Figure 1. mortal germline mutants eventually become sterile after several generations.

Given that the soma is only needed for a single generation, evolutionary theory posits that somatic cells may be deficient for pathways that ensure germ cell immortality. Substantial evidence from vertebrates indicates that this is likely to be the case. We utilize genetic, cell biology and biochemical approaches to study pathways that enable germ cells to achieve proliferative immortality in C. elegans. This work could shed light on epigenetic forms of macromolecular stress that can be transmitted by gametes and could be generally relevant to heredity and possibly to human disease.

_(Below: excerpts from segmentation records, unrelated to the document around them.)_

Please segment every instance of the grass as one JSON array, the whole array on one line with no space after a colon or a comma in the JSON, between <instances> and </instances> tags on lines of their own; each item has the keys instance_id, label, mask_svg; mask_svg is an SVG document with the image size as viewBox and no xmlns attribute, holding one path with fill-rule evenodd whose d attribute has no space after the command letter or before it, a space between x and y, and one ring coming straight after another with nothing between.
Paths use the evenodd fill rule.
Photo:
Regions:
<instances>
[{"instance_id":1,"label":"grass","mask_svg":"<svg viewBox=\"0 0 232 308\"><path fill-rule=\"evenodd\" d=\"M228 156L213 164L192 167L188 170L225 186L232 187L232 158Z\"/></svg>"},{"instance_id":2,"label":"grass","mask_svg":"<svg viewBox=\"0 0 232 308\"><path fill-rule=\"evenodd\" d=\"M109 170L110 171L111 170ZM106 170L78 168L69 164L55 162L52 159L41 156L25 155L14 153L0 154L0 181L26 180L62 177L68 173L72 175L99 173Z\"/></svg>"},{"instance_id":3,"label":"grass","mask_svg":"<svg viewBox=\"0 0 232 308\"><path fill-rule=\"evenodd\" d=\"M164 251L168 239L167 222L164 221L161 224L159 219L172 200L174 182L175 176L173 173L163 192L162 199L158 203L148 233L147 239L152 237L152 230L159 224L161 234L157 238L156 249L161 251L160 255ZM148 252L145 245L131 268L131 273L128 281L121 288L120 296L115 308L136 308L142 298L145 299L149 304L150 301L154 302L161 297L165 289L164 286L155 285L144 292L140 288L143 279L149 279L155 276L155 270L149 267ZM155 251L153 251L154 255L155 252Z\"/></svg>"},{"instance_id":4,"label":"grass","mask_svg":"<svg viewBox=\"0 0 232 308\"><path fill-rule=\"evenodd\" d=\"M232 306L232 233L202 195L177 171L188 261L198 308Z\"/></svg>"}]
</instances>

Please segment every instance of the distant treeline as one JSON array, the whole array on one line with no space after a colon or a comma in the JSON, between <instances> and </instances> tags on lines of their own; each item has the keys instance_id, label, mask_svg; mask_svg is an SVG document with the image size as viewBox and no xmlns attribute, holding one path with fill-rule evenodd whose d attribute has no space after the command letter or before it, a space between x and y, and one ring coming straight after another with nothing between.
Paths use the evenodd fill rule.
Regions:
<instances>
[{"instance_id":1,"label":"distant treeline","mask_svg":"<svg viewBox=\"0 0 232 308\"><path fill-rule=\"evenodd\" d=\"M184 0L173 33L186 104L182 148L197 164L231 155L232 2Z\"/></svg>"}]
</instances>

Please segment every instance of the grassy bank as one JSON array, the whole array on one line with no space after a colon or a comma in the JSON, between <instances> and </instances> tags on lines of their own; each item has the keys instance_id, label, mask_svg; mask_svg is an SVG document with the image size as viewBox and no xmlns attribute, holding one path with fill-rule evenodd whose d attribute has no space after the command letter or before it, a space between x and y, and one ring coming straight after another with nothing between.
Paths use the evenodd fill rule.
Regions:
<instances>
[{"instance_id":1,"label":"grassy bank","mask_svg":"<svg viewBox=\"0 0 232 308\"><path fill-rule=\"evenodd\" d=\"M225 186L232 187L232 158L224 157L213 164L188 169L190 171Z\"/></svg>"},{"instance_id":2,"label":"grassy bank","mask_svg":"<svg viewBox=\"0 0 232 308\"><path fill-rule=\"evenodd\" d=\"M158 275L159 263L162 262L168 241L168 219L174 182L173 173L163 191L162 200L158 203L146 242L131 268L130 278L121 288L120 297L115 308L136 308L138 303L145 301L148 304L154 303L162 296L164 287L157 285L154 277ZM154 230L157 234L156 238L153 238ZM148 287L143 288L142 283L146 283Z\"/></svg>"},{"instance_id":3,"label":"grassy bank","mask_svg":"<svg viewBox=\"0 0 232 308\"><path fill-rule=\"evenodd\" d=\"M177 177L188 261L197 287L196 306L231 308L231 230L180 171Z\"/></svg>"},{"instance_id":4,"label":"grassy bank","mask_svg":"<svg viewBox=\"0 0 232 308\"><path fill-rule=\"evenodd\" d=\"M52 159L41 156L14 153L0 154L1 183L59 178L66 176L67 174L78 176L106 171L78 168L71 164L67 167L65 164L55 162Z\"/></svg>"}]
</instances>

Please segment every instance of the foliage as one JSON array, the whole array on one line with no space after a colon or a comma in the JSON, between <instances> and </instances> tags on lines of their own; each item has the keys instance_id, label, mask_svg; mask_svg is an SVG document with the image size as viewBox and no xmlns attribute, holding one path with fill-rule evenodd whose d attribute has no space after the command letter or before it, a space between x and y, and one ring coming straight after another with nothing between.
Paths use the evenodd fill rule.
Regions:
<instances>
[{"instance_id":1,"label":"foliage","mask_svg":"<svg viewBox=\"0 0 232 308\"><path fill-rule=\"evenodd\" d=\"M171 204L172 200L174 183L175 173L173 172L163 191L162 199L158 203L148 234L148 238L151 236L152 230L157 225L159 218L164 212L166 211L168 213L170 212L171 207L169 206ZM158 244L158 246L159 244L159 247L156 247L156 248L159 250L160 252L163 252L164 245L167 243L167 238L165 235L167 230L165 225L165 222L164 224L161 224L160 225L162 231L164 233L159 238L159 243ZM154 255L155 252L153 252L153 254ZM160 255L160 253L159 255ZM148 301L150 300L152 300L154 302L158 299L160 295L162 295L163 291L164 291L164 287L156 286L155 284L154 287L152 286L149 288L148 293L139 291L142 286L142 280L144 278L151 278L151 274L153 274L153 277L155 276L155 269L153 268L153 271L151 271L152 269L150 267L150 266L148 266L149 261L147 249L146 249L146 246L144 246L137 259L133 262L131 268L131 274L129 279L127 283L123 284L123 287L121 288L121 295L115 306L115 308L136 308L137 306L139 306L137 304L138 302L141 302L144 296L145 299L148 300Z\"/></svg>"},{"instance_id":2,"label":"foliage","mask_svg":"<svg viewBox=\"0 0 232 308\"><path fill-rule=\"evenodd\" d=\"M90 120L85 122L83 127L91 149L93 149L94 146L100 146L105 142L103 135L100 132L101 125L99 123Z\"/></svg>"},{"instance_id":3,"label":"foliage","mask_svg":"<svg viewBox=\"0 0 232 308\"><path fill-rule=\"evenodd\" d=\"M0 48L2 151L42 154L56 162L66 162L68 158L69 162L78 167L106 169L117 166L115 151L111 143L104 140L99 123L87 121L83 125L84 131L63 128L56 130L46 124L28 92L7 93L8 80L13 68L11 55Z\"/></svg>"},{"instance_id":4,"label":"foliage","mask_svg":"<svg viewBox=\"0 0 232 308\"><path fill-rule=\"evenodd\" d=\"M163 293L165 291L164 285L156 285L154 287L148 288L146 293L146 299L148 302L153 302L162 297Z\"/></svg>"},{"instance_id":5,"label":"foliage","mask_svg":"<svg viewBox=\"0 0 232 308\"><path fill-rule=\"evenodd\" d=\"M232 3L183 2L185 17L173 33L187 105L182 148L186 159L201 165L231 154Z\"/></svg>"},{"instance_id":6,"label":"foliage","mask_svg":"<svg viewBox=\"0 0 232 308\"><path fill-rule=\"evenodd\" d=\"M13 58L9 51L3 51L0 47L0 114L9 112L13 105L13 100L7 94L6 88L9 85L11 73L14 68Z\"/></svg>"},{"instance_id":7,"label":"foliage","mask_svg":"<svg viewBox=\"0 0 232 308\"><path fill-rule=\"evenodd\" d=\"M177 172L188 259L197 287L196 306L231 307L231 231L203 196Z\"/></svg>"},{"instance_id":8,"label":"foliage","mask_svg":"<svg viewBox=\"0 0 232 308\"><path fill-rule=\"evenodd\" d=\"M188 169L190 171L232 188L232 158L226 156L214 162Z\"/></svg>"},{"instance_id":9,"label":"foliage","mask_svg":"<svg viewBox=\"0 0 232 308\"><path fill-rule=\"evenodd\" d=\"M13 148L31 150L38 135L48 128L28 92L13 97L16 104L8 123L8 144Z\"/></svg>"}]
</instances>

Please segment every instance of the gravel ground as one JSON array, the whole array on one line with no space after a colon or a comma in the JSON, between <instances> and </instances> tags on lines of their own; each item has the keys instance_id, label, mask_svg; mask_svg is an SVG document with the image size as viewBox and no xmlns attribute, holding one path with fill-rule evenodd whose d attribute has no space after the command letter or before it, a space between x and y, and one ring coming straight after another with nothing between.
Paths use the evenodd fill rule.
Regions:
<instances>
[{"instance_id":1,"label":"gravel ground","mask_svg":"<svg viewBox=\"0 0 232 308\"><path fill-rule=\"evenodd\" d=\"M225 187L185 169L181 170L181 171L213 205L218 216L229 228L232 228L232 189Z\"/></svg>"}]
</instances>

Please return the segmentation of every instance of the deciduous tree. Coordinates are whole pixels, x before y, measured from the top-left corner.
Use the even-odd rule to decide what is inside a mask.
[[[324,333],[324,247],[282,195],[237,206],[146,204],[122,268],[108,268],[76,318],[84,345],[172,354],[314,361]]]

Analysis of Telomere Biology

A second pathway that promotes germ cell immortality is telomerase, which is a ribonucleoprotein that adds repeats to chromosome termini. The ends of linear chromosomes, telomeres, are usually composed of simple repetitive sequences whose length is maintained by telomerase. Humans deficient for telomerase suffer from the lethal hereditary disorders Aplastic Anemia, Dyskeritosis Congenita and Pulmonary Fibrosis. C. elegans is the most highly evolved multicellular eukaryote in which an unbiased genetic approach can be used to study the problem of telomere replication. A fraction of the mortal germline mutants described above are completely defective for telomerase activity in vivo (Figure 2). Studies of these genes may help to elucidate the mechanism by which telomerase functions at chromosome termini and may provide significant insight into telomerase-related diseases. We also study proteins that bind to telomeres, some of which form nuclear foci that are dynamic during development.

Telomerase is deficient in most human somatic cells, and telomere erosion in this context may contribute to genome instability that fuels the development of many forms of cancer. C. elegans has holocentric chromosomes, so fused chromosomes that occur when telomerase is deficient can be genetically isolated and mapped. These stable end-to-end chromosome fusions allow us to address the mechanism by which dysfunctional telomeres are repaired with unparalleled clarity, and may provide insight into how large-scale DNA rearrangements occur during tumorigenesis.

Figure 2. Teomere replication defects such as (a) telomere shortening and (b) end-to-end chromosome fusions are observed in a subset of mortal germline mutants, suggesting that teomerase does not function properly in these mutants.